Les Crèvecoeur 01 : Edith d’Antonia Medeiros

couv42014509Edition : La Bourdonnaye

Prix : 12€99 (papier)/4€99 (numérique)

Pages : 185

Germain Crèvecœur, l’un des plus grands créateurs de chaussures pour femmes du xxe siècle, vient d’être retrouvé pendu. L’artiste adulé, mais pourtant tristement solitaire, lègue tous ses biens à son fils caché, Raphaël. Ces richesses comprennent une maison étrange aux murs couverts de souliers féminins et des lettres dans lesquelles le défunt dévoile le roman de sa vie ainsi que ses plus terribles secrets… Tout commence en 1915, avec Édith, femme magnifique et forte, mariée malgré elle à Romain et secrètement amoureuse d’Hektor. Le premier est un cordonnier fétichiste et dangereux, le second un soldat allemand de la Grande Guerre, ennemi de la patrie. Mais l’amour, apatride, se joue des frontières comme des convenances. Entre passions et intrigues familiales, la saga des Crèvecœur est un hymne à la beauté féminine autant qu’un voyage dans le cœur meurtri d’un homme à la sensibilité unique, qui pensait soigner son âme au fond d’une bottine pour dame.

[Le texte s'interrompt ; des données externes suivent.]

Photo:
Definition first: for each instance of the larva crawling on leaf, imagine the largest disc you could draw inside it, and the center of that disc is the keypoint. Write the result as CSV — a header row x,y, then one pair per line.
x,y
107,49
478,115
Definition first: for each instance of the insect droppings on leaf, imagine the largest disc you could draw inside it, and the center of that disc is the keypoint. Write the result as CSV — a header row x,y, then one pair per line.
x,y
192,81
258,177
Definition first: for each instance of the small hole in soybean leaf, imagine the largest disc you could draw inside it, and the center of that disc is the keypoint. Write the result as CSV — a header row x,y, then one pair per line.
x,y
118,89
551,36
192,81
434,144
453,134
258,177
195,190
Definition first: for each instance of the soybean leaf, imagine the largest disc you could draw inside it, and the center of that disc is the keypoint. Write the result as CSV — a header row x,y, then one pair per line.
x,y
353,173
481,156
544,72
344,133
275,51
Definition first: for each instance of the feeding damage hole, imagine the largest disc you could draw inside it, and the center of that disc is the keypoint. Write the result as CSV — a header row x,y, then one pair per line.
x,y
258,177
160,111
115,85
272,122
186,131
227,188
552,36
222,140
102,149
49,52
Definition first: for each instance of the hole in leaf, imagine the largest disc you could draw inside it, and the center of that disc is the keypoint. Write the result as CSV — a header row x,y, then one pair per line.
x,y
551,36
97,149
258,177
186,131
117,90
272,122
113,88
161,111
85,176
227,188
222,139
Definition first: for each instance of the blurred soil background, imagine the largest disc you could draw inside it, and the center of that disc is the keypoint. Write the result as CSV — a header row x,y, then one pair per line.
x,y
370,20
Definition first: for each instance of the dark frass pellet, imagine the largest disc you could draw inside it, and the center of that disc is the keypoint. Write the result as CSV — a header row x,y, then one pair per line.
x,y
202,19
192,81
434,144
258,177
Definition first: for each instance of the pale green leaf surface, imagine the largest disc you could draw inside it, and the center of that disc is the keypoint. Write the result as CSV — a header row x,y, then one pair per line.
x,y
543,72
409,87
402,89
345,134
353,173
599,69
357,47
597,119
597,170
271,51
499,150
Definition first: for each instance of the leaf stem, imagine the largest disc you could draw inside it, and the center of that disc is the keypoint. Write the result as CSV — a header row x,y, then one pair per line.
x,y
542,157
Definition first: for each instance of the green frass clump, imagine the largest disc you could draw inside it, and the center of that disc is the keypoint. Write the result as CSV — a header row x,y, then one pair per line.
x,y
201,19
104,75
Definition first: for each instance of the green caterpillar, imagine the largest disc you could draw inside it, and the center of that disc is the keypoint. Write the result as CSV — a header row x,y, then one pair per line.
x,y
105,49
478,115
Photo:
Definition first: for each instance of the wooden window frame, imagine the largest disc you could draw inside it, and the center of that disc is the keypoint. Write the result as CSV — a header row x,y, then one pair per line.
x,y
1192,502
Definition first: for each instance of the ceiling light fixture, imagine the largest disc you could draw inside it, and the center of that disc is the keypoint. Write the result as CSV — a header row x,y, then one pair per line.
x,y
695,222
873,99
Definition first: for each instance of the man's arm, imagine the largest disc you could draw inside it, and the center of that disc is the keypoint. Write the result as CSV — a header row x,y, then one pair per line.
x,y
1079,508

Encore une fois, merci à la maison d’édition La Bourdonnaye pour leur envoi. J’ai pu recevoir les trois tomes de cette saga et malheureusement, je n’ai lu que celui-ci. Je lui reconnais un véritable potentiel cependant, plus le temps passe, plus je deviens difficile en ce qui concerne ce genre de livres.

Pourtant, ma lecture commençait bien. Le premier chapitre m’avait l’air prometteur et j’ai eu envie de plonger directement dedans. Malheureusement, tout est très vite retombée. On suit plusieurs personnages à la fois, un coup Raphaël, un coup Edith. L’intrigue d’Edith m’a plu. J’ai beaucoup aimé suivre cette femme malgré un mariage arrangé qui n’est pas très prometteur. C’est un personnage qui m’a plu et pour qui j’ai vraiment eu de la compassion, à l’inverse de son mari Romain, un homme que j’ai trouvé très froid. De l’autre côté, même si l’intrigue de Raphaël nous révèle des choses bien prometteuses, j’ai beaucoup moins accroché et j’avais toujours hâte que ces chapitres se finissent pour repasser à l’intrigue d’Edith.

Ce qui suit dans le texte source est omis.